Все свободное время я проводил у себя, и постепенно толстая офицерская тетрадь пополнялась записями. Я хранил ее как зеницу ока, старался не покидать купе, а когда уходил, просил запирать. Песни были не младше семьдесят пятого, чтобы в плагиате не обвинили, специально уточню это. Наконец, к вечеру второго дня – я специально пораньше поужинал, чтобы не голодать, пока себе место для отдыха ищу, – поезд прибыл в Адлер. Попрощавшись с проводницей, хорошая тетка, я ей чаевые оставил, а вот попытку сдать меня с рук на руки несуществующей тетке, пресек. Еще чего. Наконец, поправив лямки рюкзака, тяжелый, зараза, я направился с перрона к выходу с вокзала, придерживая одной рукой гитару. Одет я был в походную одежду. Не хотел портить свою праздничную, почти повседневную. Кстати, Сома я так и не заметил, как и его людей, а именно он все же верховодил в шайке. Знакомые по вагону-ресторану были, но немного, один приветливо кивнул мне, узнав.
Оказавшись на площади, я проскочил тот бедлам, что там царил, ох, зазывал хватало.

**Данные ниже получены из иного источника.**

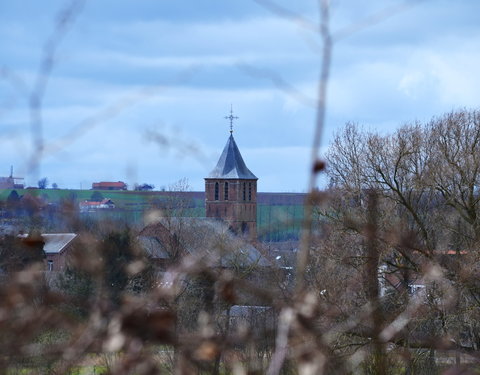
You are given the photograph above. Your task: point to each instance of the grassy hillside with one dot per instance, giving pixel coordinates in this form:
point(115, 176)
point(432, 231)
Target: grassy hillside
point(279, 215)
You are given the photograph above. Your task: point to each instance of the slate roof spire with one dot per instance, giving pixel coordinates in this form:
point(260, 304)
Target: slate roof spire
point(231, 164)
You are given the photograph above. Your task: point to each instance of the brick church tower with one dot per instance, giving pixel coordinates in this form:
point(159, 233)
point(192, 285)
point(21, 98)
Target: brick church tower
point(231, 190)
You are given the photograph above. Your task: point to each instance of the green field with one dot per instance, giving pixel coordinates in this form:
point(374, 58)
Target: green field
point(275, 222)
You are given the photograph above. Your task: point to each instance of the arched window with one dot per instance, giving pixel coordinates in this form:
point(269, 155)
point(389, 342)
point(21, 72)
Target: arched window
point(216, 191)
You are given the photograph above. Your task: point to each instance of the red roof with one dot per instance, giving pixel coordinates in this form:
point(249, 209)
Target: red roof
point(119, 184)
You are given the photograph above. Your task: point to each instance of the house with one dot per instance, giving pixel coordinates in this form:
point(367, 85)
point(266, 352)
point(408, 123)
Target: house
point(11, 182)
point(119, 185)
point(56, 247)
point(90, 206)
point(168, 239)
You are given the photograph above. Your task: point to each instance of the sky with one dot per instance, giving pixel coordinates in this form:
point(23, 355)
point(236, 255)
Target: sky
point(139, 90)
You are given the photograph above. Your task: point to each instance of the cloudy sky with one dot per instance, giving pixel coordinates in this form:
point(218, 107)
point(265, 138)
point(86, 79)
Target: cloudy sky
point(139, 89)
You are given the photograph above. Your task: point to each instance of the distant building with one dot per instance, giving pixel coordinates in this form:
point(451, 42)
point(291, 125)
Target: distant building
point(109, 185)
point(56, 247)
point(11, 182)
point(104, 204)
point(231, 192)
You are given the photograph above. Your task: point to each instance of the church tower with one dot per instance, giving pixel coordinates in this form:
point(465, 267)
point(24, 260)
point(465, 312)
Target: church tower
point(231, 190)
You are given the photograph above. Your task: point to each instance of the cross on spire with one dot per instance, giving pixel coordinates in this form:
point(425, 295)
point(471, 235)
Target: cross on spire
point(231, 118)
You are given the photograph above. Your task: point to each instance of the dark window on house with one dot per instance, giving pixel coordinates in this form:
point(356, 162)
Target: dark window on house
point(216, 191)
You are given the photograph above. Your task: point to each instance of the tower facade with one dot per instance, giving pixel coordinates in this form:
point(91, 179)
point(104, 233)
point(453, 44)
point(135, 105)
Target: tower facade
point(231, 191)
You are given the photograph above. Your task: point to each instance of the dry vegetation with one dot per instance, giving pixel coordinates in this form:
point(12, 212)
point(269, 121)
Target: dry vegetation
point(386, 280)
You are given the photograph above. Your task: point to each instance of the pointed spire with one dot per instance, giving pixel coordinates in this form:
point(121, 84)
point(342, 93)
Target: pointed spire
point(231, 164)
point(231, 118)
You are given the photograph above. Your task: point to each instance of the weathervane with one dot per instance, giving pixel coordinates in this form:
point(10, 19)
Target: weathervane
point(231, 118)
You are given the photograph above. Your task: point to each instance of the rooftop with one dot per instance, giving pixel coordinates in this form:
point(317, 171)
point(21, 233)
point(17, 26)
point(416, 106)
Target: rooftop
point(231, 164)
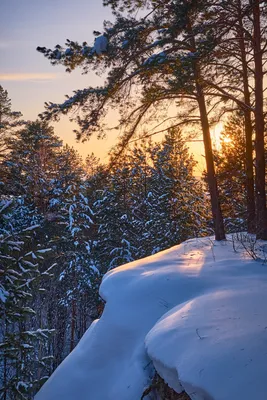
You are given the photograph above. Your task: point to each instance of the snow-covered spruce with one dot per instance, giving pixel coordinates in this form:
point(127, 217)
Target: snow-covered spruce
point(197, 310)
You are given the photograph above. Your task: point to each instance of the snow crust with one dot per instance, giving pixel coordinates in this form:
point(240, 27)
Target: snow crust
point(196, 311)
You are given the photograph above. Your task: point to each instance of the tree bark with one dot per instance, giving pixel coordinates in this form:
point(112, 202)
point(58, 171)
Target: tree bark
point(259, 126)
point(211, 176)
point(250, 194)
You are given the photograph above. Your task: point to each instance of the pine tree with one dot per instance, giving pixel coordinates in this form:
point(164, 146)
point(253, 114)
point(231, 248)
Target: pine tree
point(29, 166)
point(230, 163)
point(176, 200)
point(166, 54)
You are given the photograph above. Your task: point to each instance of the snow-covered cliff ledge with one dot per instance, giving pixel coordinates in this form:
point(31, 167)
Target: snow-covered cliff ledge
point(198, 310)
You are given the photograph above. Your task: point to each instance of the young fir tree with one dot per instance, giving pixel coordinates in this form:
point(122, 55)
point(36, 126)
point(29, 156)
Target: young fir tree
point(29, 166)
point(70, 229)
point(154, 61)
point(114, 218)
point(176, 201)
point(24, 345)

Кстати, судя по плакатам, у города юбилей, сто лет со дня основания. Машину или другую технику вроде общественного транспорта брать я не стал, а пошел пешком вниз по улице. Море, я хотел увидеть море. Сам не заметил, как ноги, все быстрее перебирая, несли меня к тому, о чем я мечтал половину своей сознательной жизни.
Надо сказать, вид мне понравился. Приземлившись на лавке у какого-то забора, с которой открывался просто восхитительный вид, я сидел, положив рюкзак рядом и, не отрываясь, смотрел на закат. Ничто не смогло бы меня оторвать от этого зрелища, и не отрывало, пока солнце не скрылось за горизонтом. Проведя по щеке, она была мокрой, я вздохнул. То, о чем я мечтал уже больше пяти лет, исполнилось. Я увидел морской закат, самое красивое зрелище, когда-либо виденное мной в той и этой жизни.